I'm building a Rails API and am trying to implement authentication using Devise. My goal is to use JWT tokens for authentication, but I'm encountering issues with the sign-in process and generating/responding with tokens.
I've overridden the Devise::SessionsController to handle JSON requests and respond with JWT tokens upon successful authentication. However, I'm facing a NoMethodError with users_url during the sign-in process, likely due to Devise attempting to redirect, which is not applicable for API responses.

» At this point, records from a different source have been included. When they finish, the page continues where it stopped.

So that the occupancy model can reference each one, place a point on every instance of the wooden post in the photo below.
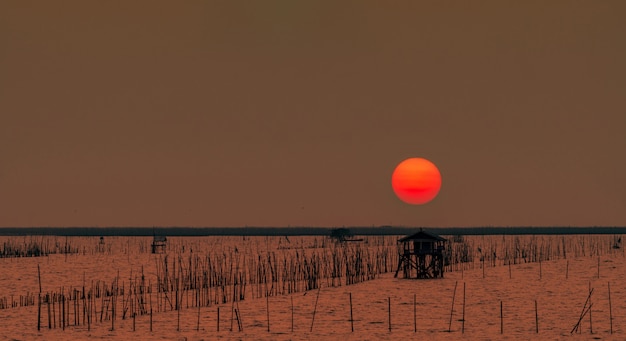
(315, 308)
(590, 305)
(49, 298)
(452, 308)
(414, 313)
(610, 308)
(536, 318)
(501, 319)
(463, 320)
(39, 300)
(389, 304)
(351, 318)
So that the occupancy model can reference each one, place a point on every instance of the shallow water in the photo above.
(415, 308)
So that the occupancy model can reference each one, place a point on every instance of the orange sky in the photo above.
(207, 113)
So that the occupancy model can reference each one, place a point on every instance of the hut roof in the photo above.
(422, 236)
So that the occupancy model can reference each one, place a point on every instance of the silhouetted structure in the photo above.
(421, 255)
(159, 244)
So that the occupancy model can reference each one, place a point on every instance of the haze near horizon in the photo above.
(153, 113)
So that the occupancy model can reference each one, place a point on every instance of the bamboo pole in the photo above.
(267, 309)
(315, 308)
(590, 304)
(501, 319)
(463, 320)
(536, 318)
(452, 308)
(351, 317)
(389, 310)
(610, 308)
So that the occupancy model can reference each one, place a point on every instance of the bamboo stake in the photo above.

NoMethodError at /api/v1/users/sign_in
======================================
undefined method `users_url' for #<Api::V1::SessionsController:0x000000000587f0>
> To access an interactive console with this error, point your browser to: /__better_errors
Here's how I've currently set up my Api::V1::SessionsController:
class Api::V1::SessionsController < Devise::SessionsController
respond_to :json
skip_before_action :verify_signed_out_user, only: :destroy
def create
self.resource = warden.authenticate!(auth_options)
if resource
token = generate_jwt_token(resource)
render json: { user: resource.as_json, token: token }, status: :created
else
render json: { error: 'Invalid email or password' }, status: :unauthorized
end
end
private
def generate_jwt_token(user)
# :)
end
end
devise.rb
# frozen_string_literal: true
Devise.setup do |config|
config.mailer_sender = 'info@example.com'
require 'devise/orm/mongoid'
config.case_insensitive_keys = [:email]
config.strip_whitespace_keys = [:email]
config.skip_session_storage = [:http_auth, :params_auth]
config.stretches = Rails.env.test? ? 1 : 12
config.reconfirmable = true
config.expire_all_remember_me_on_sign_out = true
config.password_length = 8..128
config.email_regexp = /\A[^@\s]+@[^@\s]+\z/
config.reset_password_within = 6.hours
config.sign_out_via = :delete
config.responder.error_status = :unprocessable_entity
config.responder.redirect_status = :see_other
config.navigational_formats = ['*/*', :html, :json]
config.jwt do |jwt|
jwt.secret = Rails.application.credentials.devise_jwt_secret_key
jwt.expiration_time = 1.day.to_i
end
end
Questions:
How can I properly implement the sign-in process in Api::V1::SessionsController to avoid redirection attempts by Devise and ensure it's suitable for API use?
What's the best practice for generating and handling JWT tokens with Devise for Rails API authentication?
How should I structure the JSON response for sign-in and sign-out actions to make it more consumable by the front end?
Any advice on correctly setting up Devise for API authentication or pointing out what I might be missing would be greatly appreciated!
I would strongly advise against building your own auth system.
Since you are already using Devise, I would suggest using https://github.com/waiting-for-dev/devise-jwt
devise-jwt is a Devise extension which uses JWT tokens for user authentication. It follows secure by default principle.